Disparition. Mort d’Alicia Alonso, l’étoile de la danse cubaine
21/10/2019
La « prima ballerina assoluta » de la danse cubaine, Alicia Alonso, est morte jeudi matin à La Havane. Elle avait 98 ans. « Elle est partie et nous laisse un vide immense, mais aussi un héritage inégalé », a dit le président cubain Miguel Diaz-Canel avant d’ajouter : « Elle a placé Cuba au meilleur niveau de la danse mondiale. » On se souvient de sa venue en 2010 en France, où, après Londres et New York, digne et droite au bras de son compagnon, Pedro Simon (directeur du musée de la Danse à Cuba), un foulard fuchsia dans ses cheveux relevés, elle était venue avec sa compagnie présenter le ballet qui l’avait fait connaître, Giselle, sur un livret de Théophile Gautier, à partir du poème lyrique du fameux auteur allemand Heinrich Heine.
Célèbre du jour au lendemain
C’est en interprétant ce rôle en 1942 qu’elle devenait célèbre du jour au lendemain. Ce jour-là, un 2 novembre, la très jeune soliste, née à La Havane, qui étudiait au New York City Ballet, remplace au pied levé la ballerine Alicia Markova, malade. Rien de plus étrange que de voir cette Cubaine aux yeux de charbon ardent, au buste gracile et aux cuisses puissantes, tenir le rôle d’une paysanne blonde des bords du Rhin. Consciente de l’enjeu, elle répète vingt-quatre heures d’affilée. « Après la représentation, nous confiait-elle en 2010, je me suis assise dans ma loge sans comprendre ce qui venait de se passer. Un collectionneur célèbre est venu me saluer. Il m’a enlevé mes ballerines et m’a dit : “Elles sont à moi !” Elles étaient couvertes de sang. Mes pieds étaient brûlés ! »
Sa Giselle a rénové le chef-d’œuvre classique, en imposant un style radicalement neuf, d’une grâce folle, à la fois terrien et physiquement sans détour. Elle dansera ensuite tous les grands rôles du répertoire académique, de la Belle au bois dormant à Carmen, Coppelia et la Fille mal gardée. À 40 ans, elle réalisait encore les trente-deux fouettés du Lac des cygnes. Elle ne se décidera à ranger ses ballerines qu’en 1995, à 74 ans ! Pourtant, rien ne fut simple. A 20 ans, à la suite d’un double décollement de la rétine, elle commence de perdre la vue, ne distingue plus que des ombres, mais dansera malgré tout en s’inventant des repères. Ses partenaires portent des indices colorés et des lumières vertes et rouges sont posées à des points précis du plateau.

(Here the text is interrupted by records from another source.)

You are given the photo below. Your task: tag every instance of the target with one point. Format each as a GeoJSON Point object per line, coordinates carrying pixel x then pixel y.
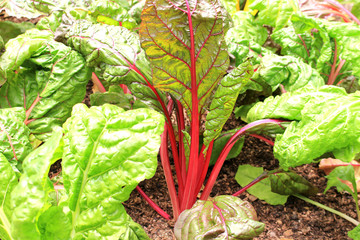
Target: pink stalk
{"type": "Point", "coordinates": [268, 141]}
{"type": "Point", "coordinates": [181, 127]}
{"type": "Point", "coordinates": [340, 6]}
{"type": "Point", "coordinates": [255, 181]}
{"type": "Point", "coordinates": [219, 163]}
{"type": "Point", "coordinates": [205, 167]}
{"type": "Point", "coordinates": [191, 179]}
{"type": "Point", "coordinates": [165, 162]}
{"type": "Point", "coordinates": [153, 204]}
{"type": "Point", "coordinates": [332, 76]}
{"type": "Point", "coordinates": [98, 83]}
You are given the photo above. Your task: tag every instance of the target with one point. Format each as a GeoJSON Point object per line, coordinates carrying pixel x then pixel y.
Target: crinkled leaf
{"type": "Point", "coordinates": [220, 143]}
{"type": "Point", "coordinates": [107, 153]}
{"type": "Point", "coordinates": [246, 28]}
{"type": "Point", "coordinates": [49, 79]}
{"type": "Point", "coordinates": [262, 190]}
{"type": "Point", "coordinates": [223, 217]}
{"type": "Point", "coordinates": [329, 164]}
{"type": "Point", "coordinates": [289, 71]}
{"type": "Point", "coordinates": [276, 13]}
{"type": "Point", "coordinates": [303, 24]}
{"type": "Point", "coordinates": [9, 30]}
{"type": "Point", "coordinates": [342, 173]}
{"type": "Point", "coordinates": [184, 42]}
{"type": "Point", "coordinates": [8, 181]}
{"type": "Point", "coordinates": [243, 49]}
{"type": "Point", "coordinates": [355, 233]}
{"type": "Point", "coordinates": [347, 37]}
{"type": "Point", "coordinates": [31, 9]}
{"type": "Point", "coordinates": [54, 224]}
{"type": "Point", "coordinates": [224, 100]}
{"type": "Point", "coordinates": [290, 183]}
{"type": "Point", "coordinates": [30, 198]}
{"type": "Point", "coordinates": [14, 135]}
{"type": "Point", "coordinates": [117, 53]}
{"type": "Point", "coordinates": [306, 46]}
{"type": "Point", "coordinates": [326, 121]}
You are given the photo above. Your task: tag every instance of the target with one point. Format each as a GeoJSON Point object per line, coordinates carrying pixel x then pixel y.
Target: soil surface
{"type": "Point", "coordinates": [295, 220]}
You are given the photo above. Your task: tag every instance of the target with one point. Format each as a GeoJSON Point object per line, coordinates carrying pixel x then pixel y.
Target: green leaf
{"type": "Point", "coordinates": [224, 100]}
{"type": "Point", "coordinates": [30, 198]}
{"type": "Point", "coordinates": [276, 13]}
{"type": "Point", "coordinates": [117, 53]}
{"type": "Point", "coordinates": [262, 190]}
{"type": "Point", "coordinates": [355, 233]}
{"type": "Point", "coordinates": [326, 121]}
{"type": "Point", "coordinates": [303, 24]}
{"type": "Point", "coordinates": [290, 183]}
{"type": "Point", "coordinates": [220, 143]}
{"type": "Point", "coordinates": [344, 173]}
{"type": "Point", "coordinates": [8, 181]}
{"type": "Point", "coordinates": [9, 30]}
{"type": "Point", "coordinates": [347, 37]}
{"type": "Point", "coordinates": [289, 71]}
{"type": "Point", "coordinates": [245, 27]}
{"type": "Point", "coordinates": [186, 48]}
{"type": "Point", "coordinates": [224, 217]}
{"type": "Point", "coordinates": [54, 224]}
{"type": "Point", "coordinates": [107, 153]}
{"type": "Point", "coordinates": [14, 135]}
{"type": "Point", "coordinates": [49, 79]}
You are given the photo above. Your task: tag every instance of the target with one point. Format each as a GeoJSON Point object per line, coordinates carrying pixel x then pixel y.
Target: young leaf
{"type": "Point", "coordinates": [343, 173]}
{"type": "Point", "coordinates": [290, 183]}
{"type": "Point", "coordinates": [8, 181]}
{"type": "Point", "coordinates": [289, 71]}
{"type": "Point", "coordinates": [107, 153]}
{"type": "Point", "coordinates": [184, 43]}
{"type": "Point", "coordinates": [262, 190]}
{"type": "Point", "coordinates": [43, 76]}
{"type": "Point", "coordinates": [14, 134]}
{"type": "Point", "coordinates": [224, 217]}
{"type": "Point", "coordinates": [117, 53]}
{"type": "Point", "coordinates": [30, 198]}
{"type": "Point", "coordinates": [276, 13]}
{"type": "Point", "coordinates": [224, 100]}
{"type": "Point", "coordinates": [327, 121]}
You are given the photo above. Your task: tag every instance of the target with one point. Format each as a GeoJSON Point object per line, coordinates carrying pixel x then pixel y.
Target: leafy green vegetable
{"type": "Point", "coordinates": [289, 71]}
{"type": "Point", "coordinates": [43, 76]}
{"type": "Point", "coordinates": [14, 135]}
{"type": "Point", "coordinates": [30, 197]}
{"type": "Point", "coordinates": [117, 54]}
{"type": "Point", "coordinates": [262, 190]}
{"type": "Point", "coordinates": [224, 217]}
{"type": "Point", "coordinates": [276, 13]}
{"type": "Point", "coordinates": [107, 153]}
{"type": "Point", "coordinates": [8, 181]}
{"type": "Point", "coordinates": [326, 120]}
{"type": "Point", "coordinates": [224, 100]}
{"type": "Point", "coordinates": [9, 30]}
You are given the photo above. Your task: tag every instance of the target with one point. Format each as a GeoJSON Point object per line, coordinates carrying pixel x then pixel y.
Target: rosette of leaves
{"type": "Point", "coordinates": [44, 77]}
{"type": "Point", "coordinates": [223, 217]}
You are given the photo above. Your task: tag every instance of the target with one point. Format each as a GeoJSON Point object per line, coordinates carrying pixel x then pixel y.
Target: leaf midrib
{"type": "Point", "coordinates": [76, 213]}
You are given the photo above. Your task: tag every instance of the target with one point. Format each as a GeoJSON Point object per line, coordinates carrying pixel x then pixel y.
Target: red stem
{"type": "Point", "coordinates": [215, 172]}
{"type": "Point", "coordinates": [165, 162]}
{"type": "Point", "coordinates": [153, 204]}
{"type": "Point", "coordinates": [191, 179]}
{"type": "Point", "coordinates": [98, 83]}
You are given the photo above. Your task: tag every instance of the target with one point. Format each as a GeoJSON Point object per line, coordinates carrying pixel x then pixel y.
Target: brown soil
{"type": "Point", "coordinates": [295, 220]}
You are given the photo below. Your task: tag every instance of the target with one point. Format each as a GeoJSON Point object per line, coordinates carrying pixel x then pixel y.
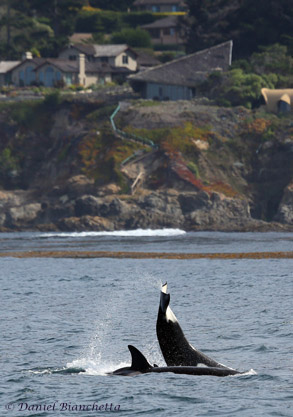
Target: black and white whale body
{"type": "Point", "coordinates": [176, 349]}
{"type": "Point", "coordinates": [140, 365]}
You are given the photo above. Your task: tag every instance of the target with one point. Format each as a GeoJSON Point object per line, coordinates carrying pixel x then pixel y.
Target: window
{"type": "Point", "coordinates": [155, 33]}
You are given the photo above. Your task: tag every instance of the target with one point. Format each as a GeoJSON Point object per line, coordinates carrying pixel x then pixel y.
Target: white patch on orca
{"type": "Point", "coordinates": [170, 316]}
{"type": "Point", "coordinates": [164, 288]}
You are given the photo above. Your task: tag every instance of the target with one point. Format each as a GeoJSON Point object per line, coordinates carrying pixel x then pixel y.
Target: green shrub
{"type": "Point", "coordinates": [133, 37]}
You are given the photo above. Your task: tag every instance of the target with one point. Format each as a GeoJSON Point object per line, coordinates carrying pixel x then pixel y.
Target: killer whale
{"type": "Point", "coordinates": [176, 349]}
{"type": "Point", "coordinates": [140, 365]}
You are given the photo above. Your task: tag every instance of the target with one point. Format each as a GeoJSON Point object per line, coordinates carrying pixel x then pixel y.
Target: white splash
{"type": "Point", "coordinates": [121, 233]}
{"type": "Point", "coordinates": [93, 367]}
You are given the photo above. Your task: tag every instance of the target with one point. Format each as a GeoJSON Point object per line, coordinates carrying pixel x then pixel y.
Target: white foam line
{"type": "Point", "coordinates": [121, 233]}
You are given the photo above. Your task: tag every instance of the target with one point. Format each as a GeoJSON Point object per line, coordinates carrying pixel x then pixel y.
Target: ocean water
{"type": "Point", "coordinates": [60, 316]}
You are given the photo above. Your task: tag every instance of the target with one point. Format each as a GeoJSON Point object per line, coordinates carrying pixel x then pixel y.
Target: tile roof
{"type": "Point", "coordinates": [102, 50]}
{"type": "Point", "coordinates": [189, 69]}
{"type": "Point", "coordinates": [166, 22]}
{"type": "Point", "coordinates": [6, 66]}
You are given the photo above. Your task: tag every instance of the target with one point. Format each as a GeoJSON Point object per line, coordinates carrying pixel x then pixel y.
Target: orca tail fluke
{"type": "Point", "coordinates": [138, 360]}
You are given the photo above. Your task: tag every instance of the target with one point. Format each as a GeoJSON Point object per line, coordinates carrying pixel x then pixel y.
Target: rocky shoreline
{"type": "Point", "coordinates": [75, 211]}
{"type": "Point", "coordinates": [241, 177]}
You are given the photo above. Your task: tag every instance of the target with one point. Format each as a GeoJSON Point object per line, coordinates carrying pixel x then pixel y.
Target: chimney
{"type": "Point", "coordinates": [27, 55]}
{"type": "Point", "coordinates": [81, 69]}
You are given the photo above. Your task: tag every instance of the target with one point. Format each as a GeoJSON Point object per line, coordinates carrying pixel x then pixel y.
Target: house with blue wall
{"type": "Point", "coordinates": [179, 79]}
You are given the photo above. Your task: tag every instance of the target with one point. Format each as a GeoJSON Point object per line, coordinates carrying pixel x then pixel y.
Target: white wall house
{"type": "Point", "coordinates": [115, 55]}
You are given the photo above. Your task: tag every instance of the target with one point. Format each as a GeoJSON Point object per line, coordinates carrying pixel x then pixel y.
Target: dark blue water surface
{"type": "Point", "coordinates": [62, 315]}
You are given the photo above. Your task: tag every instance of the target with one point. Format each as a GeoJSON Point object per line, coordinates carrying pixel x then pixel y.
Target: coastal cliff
{"type": "Point", "coordinates": [62, 167]}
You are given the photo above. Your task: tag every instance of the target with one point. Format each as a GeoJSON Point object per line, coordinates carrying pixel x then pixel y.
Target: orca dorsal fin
{"type": "Point", "coordinates": [138, 360]}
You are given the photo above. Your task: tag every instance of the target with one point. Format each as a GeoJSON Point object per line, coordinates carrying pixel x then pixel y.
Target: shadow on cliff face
{"type": "Point", "coordinates": [272, 173]}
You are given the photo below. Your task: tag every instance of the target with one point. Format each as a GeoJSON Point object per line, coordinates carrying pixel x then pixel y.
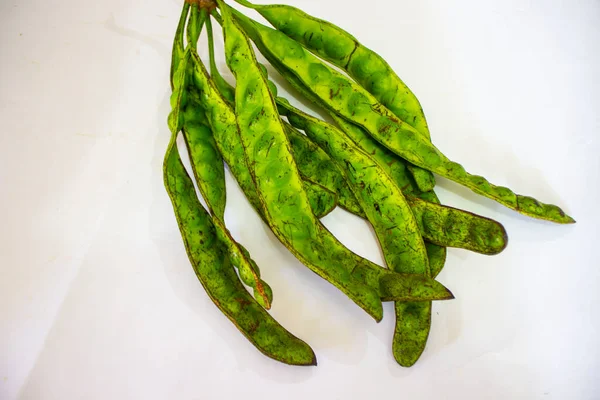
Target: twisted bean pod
{"type": "Point", "coordinates": [367, 67]}
{"type": "Point", "coordinates": [325, 256]}
{"type": "Point", "coordinates": [355, 104]}
{"type": "Point", "coordinates": [211, 263]}
{"type": "Point", "coordinates": [394, 223]}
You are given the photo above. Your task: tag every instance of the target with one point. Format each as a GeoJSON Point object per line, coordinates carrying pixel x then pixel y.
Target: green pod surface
{"type": "Point", "coordinates": [211, 264]}
{"type": "Point", "coordinates": [322, 200]}
{"type": "Point", "coordinates": [392, 219]}
{"type": "Point", "coordinates": [209, 172]}
{"type": "Point", "coordinates": [314, 164]}
{"type": "Point", "coordinates": [380, 198]}
{"type": "Point", "coordinates": [214, 270]}
{"type": "Point", "coordinates": [365, 66]}
{"type": "Point", "coordinates": [207, 165]}
{"type": "Point", "coordinates": [437, 256]}
{"type": "Point", "coordinates": [327, 257]}
{"type": "Point", "coordinates": [271, 163]}
{"type": "Point", "coordinates": [451, 227]}
{"type": "Point", "coordinates": [342, 49]}
{"type": "Point", "coordinates": [304, 246]}
{"type": "Point", "coordinates": [355, 104]}
{"type": "Point", "coordinates": [178, 51]}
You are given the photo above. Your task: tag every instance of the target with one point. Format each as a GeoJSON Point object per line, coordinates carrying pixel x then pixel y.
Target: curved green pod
{"type": "Point", "coordinates": [178, 51]}
{"type": "Point", "coordinates": [355, 104]}
{"type": "Point", "coordinates": [209, 172]}
{"type": "Point", "coordinates": [380, 198]}
{"type": "Point", "coordinates": [212, 266]}
{"type": "Point", "coordinates": [364, 65]}
{"type": "Point", "coordinates": [326, 256]}
{"type": "Point", "coordinates": [322, 200]}
{"type": "Point", "coordinates": [339, 47]}
{"type": "Point", "coordinates": [451, 227]}
{"type": "Point", "coordinates": [392, 219]}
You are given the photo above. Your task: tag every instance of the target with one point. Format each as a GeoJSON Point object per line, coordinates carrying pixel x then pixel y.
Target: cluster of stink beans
{"type": "Point", "coordinates": [377, 162]}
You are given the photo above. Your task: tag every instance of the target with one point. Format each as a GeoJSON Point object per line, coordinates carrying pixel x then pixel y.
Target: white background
{"type": "Point", "coordinates": [98, 299]}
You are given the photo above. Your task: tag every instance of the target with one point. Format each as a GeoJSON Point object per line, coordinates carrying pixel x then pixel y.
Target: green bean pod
{"type": "Point", "coordinates": [355, 276]}
{"type": "Point", "coordinates": [392, 219]}
{"type": "Point", "coordinates": [321, 199]}
{"type": "Point", "coordinates": [436, 255]}
{"type": "Point", "coordinates": [339, 47]}
{"type": "Point", "coordinates": [209, 172]}
{"type": "Point", "coordinates": [212, 266]}
{"type": "Point", "coordinates": [364, 65]}
{"type": "Point", "coordinates": [380, 198]}
{"type": "Point", "coordinates": [355, 104]}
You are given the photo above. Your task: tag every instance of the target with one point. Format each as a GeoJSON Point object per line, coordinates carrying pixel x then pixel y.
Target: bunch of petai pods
{"type": "Point", "coordinates": [377, 162]}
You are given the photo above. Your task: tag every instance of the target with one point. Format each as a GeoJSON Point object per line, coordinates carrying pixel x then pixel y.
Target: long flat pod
{"type": "Point", "coordinates": [355, 104]}
{"type": "Point", "coordinates": [339, 47]}
{"type": "Point", "coordinates": [439, 225]}
{"type": "Point", "coordinates": [383, 202]}
{"type": "Point", "coordinates": [214, 270]}
{"type": "Point", "coordinates": [327, 257]}
{"type": "Point", "coordinates": [392, 219]}
{"type": "Point", "coordinates": [342, 49]}
{"type": "Point", "coordinates": [436, 254]}
{"type": "Point", "coordinates": [209, 171]}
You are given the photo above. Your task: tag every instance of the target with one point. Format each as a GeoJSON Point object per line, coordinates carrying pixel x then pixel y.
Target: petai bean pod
{"type": "Point", "coordinates": [210, 261]}
{"type": "Point", "coordinates": [348, 99]}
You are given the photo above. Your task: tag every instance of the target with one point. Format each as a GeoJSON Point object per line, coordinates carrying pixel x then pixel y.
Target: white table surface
{"type": "Point", "coordinates": [98, 299]}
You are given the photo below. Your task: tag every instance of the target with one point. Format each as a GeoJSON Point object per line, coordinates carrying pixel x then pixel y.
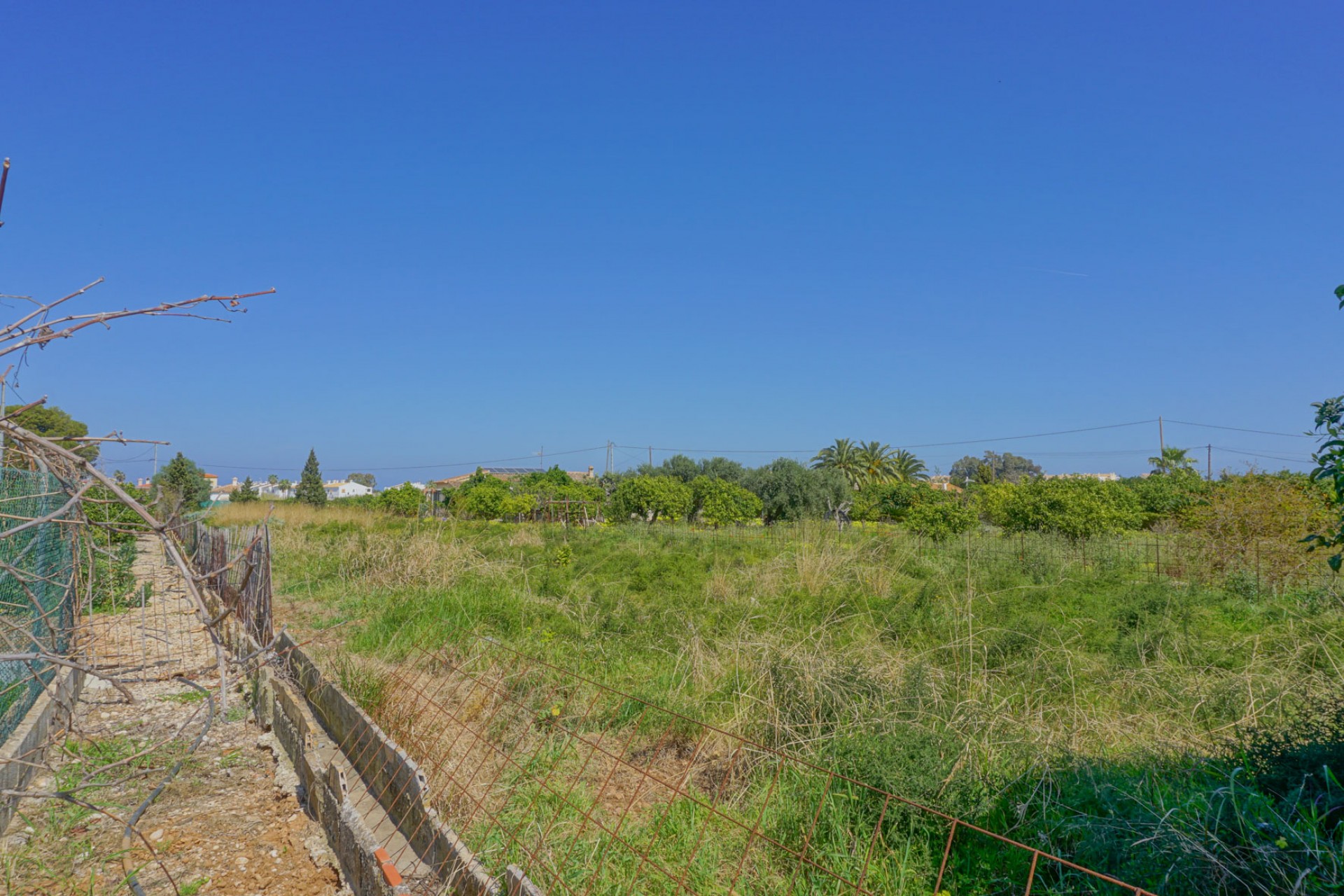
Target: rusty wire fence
{"type": "Point", "coordinates": [1249, 566]}
{"type": "Point", "coordinates": [235, 564]}
{"type": "Point", "coordinates": [593, 790]}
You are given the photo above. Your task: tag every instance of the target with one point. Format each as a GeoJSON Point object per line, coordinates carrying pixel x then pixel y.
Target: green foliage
{"type": "Point", "coordinates": [182, 485]}
{"type": "Point", "coordinates": [721, 468]}
{"type": "Point", "coordinates": [854, 649]}
{"type": "Point", "coordinates": [403, 500]}
{"type": "Point", "coordinates": [1078, 508]}
{"type": "Point", "coordinates": [1172, 460]}
{"type": "Point", "coordinates": [870, 463]}
{"type": "Point", "coordinates": [890, 500]}
{"type": "Point", "coordinates": [311, 482]}
{"type": "Point", "coordinates": [50, 422]}
{"type": "Point", "coordinates": [245, 493]}
{"type": "Point", "coordinates": [482, 496]}
{"type": "Point", "coordinates": [1303, 755]}
{"type": "Point", "coordinates": [1241, 511]}
{"type": "Point", "coordinates": [722, 503]}
{"type": "Point", "coordinates": [518, 505]}
{"type": "Point", "coordinates": [792, 492]}
{"type": "Point", "coordinates": [1168, 495]}
{"type": "Point", "coordinates": [650, 498]}
{"type": "Point", "coordinates": [679, 466]}
{"type": "Point", "coordinates": [993, 468]}
{"type": "Point", "coordinates": [841, 457]}
{"type": "Point", "coordinates": [555, 477]}
{"type": "Point", "coordinates": [940, 519]}
{"type": "Point", "coordinates": [1329, 469]}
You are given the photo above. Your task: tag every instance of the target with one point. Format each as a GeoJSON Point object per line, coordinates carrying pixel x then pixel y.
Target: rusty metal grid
{"type": "Point", "coordinates": [594, 790]}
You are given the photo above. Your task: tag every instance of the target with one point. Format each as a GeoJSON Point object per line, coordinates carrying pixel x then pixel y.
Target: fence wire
{"type": "Point", "coordinates": [593, 790]}
{"type": "Point", "coordinates": [36, 586]}
{"type": "Point", "coordinates": [1252, 566]}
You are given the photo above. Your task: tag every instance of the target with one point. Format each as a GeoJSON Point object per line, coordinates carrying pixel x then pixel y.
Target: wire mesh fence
{"type": "Point", "coordinates": [38, 586]}
{"type": "Point", "coordinates": [235, 564]}
{"type": "Point", "coordinates": [1253, 566]}
{"type": "Point", "coordinates": [593, 790]}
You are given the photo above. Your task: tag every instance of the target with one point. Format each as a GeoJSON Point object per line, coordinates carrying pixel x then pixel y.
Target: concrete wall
{"type": "Point", "coordinates": [327, 736]}
{"type": "Point", "coordinates": [30, 741]}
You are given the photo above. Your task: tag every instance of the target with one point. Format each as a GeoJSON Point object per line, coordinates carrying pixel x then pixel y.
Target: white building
{"type": "Point", "coordinates": [274, 492]}
{"type": "Point", "coordinates": [346, 489]}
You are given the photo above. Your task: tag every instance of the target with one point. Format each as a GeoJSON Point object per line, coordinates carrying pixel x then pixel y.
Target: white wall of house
{"type": "Point", "coordinates": [346, 489]}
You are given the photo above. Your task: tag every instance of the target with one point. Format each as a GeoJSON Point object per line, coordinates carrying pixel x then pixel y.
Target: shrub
{"type": "Point", "coordinates": [1074, 508]}
{"type": "Point", "coordinates": [1167, 495]}
{"type": "Point", "coordinates": [940, 519]}
{"type": "Point", "coordinates": [405, 500]}
{"type": "Point", "coordinates": [721, 503]}
{"type": "Point", "coordinates": [650, 498]}
{"type": "Point", "coordinates": [792, 492]}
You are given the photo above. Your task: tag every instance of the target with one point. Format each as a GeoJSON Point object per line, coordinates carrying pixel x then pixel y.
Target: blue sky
{"type": "Point", "coordinates": [504, 227]}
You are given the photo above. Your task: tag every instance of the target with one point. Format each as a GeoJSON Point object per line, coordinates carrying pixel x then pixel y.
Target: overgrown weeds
{"type": "Point", "coordinates": [1077, 699]}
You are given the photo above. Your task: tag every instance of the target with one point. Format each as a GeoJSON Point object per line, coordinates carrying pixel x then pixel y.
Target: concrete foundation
{"type": "Point", "coordinates": [27, 746]}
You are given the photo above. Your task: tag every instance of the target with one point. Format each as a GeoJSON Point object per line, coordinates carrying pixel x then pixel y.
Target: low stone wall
{"type": "Point", "coordinates": [30, 741]}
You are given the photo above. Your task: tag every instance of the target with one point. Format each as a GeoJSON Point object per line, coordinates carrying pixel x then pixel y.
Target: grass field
{"type": "Point", "coordinates": [1128, 722]}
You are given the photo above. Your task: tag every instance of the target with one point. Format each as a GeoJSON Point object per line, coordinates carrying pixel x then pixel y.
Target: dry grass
{"type": "Point", "coordinates": [292, 512]}
{"type": "Point", "coordinates": [416, 558]}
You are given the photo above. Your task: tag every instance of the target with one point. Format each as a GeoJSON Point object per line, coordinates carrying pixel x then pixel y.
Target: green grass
{"type": "Point", "coordinates": [1069, 699]}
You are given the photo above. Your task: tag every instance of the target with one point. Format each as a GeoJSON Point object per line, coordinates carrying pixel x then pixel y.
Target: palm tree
{"type": "Point", "coordinates": [907, 468]}
{"type": "Point", "coordinates": [843, 456]}
{"type": "Point", "coordinates": [1172, 460]}
{"type": "Point", "coordinates": [875, 463]}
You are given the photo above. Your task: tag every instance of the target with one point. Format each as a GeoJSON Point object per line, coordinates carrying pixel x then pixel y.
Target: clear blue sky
{"type": "Point", "coordinates": [498, 227]}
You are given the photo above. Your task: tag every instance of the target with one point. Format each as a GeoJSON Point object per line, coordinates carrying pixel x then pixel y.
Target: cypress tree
{"type": "Point", "coordinates": [311, 482]}
{"type": "Point", "coordinates": [246, 492]}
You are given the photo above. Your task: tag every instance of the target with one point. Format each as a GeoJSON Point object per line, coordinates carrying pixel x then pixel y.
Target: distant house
{"type": "Point", "coordinates": [508, 473]}
{"type": "Point", "coordinates": [274, 492]}
{"type": "Point", "coordinates": [220, 493]}
{"type": "Point", "coordinates": [1102, 477]}
{"type": "Point", "coordinates": [346, 489]}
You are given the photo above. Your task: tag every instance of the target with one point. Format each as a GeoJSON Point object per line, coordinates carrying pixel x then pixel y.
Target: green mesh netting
{"type": "Point", "coordinates": [36, 593]}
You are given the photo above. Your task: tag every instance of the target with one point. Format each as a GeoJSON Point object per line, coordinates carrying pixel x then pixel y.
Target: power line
{"type": "Point", "coordinates": [1000, 438]}
{"type": "Point", "coordinates": [1238, 429]}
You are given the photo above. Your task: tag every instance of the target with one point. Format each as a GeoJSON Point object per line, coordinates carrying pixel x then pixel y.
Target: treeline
{"type": "Point", "coordinates": [722, 492]}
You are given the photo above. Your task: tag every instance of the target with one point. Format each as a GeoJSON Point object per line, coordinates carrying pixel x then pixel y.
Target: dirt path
{"type": "Point", "coordinates": [229, 824]}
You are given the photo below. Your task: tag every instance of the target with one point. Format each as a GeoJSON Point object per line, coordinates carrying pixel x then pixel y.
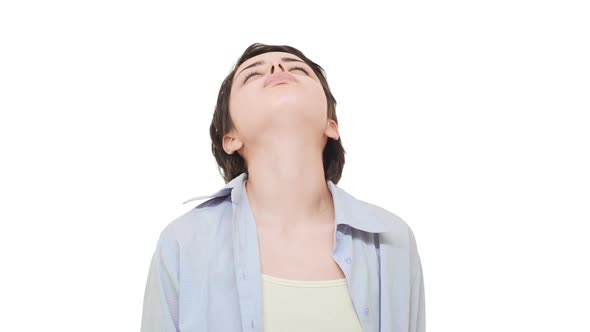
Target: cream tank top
{"type": "Point", "coordinates": [304, 305]}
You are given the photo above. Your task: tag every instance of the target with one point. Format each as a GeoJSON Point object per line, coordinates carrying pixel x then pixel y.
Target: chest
{"type": "Point", "coordinates": [305, 255]}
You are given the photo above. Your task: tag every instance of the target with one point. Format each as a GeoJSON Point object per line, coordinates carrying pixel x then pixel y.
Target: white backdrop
{"type": "Point", "coordinates": [476, 114]}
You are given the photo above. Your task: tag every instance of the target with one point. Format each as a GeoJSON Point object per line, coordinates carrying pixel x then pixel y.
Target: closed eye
{"type": "Point", "coordinates": [257, 73]}
{"type": "Point", "coordinates": [250, 75]}
{"type": "Point", "coordinates": [300, 68]}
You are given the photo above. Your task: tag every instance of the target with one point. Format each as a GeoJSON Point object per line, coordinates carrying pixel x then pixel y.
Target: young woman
{"type": "Point", "coordinates": [281, 247]}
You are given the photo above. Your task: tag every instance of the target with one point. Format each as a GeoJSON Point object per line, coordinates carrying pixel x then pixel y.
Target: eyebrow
{"type": "Point", "coordinates": [261, 62]}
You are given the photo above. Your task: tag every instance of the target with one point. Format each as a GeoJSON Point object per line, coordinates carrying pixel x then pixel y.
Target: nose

En 1948, elle fonde, à La Havane, le Ballet Alicia Alonso, l’un des meilleurs ballets au monde, qui allie la haute technicité à la sensualité. Il prendra le nom de Ballet national de Cuba après l’avènement, en 1959, de la révolution menée par Fidel Castro, dont elle sera une fervente partisane. « J’aime la vie et je danse de l’intérieur », nous disait-elle, espiègle, à 90 ans passés.
En 2015, le Grand Théâtre de La Havane a été rebaptisé Théâtre Alicia-Alonso en reconnaissance de l’apport de la danseuse à la culture du pays et pour sa « fidélité à la Révolution ».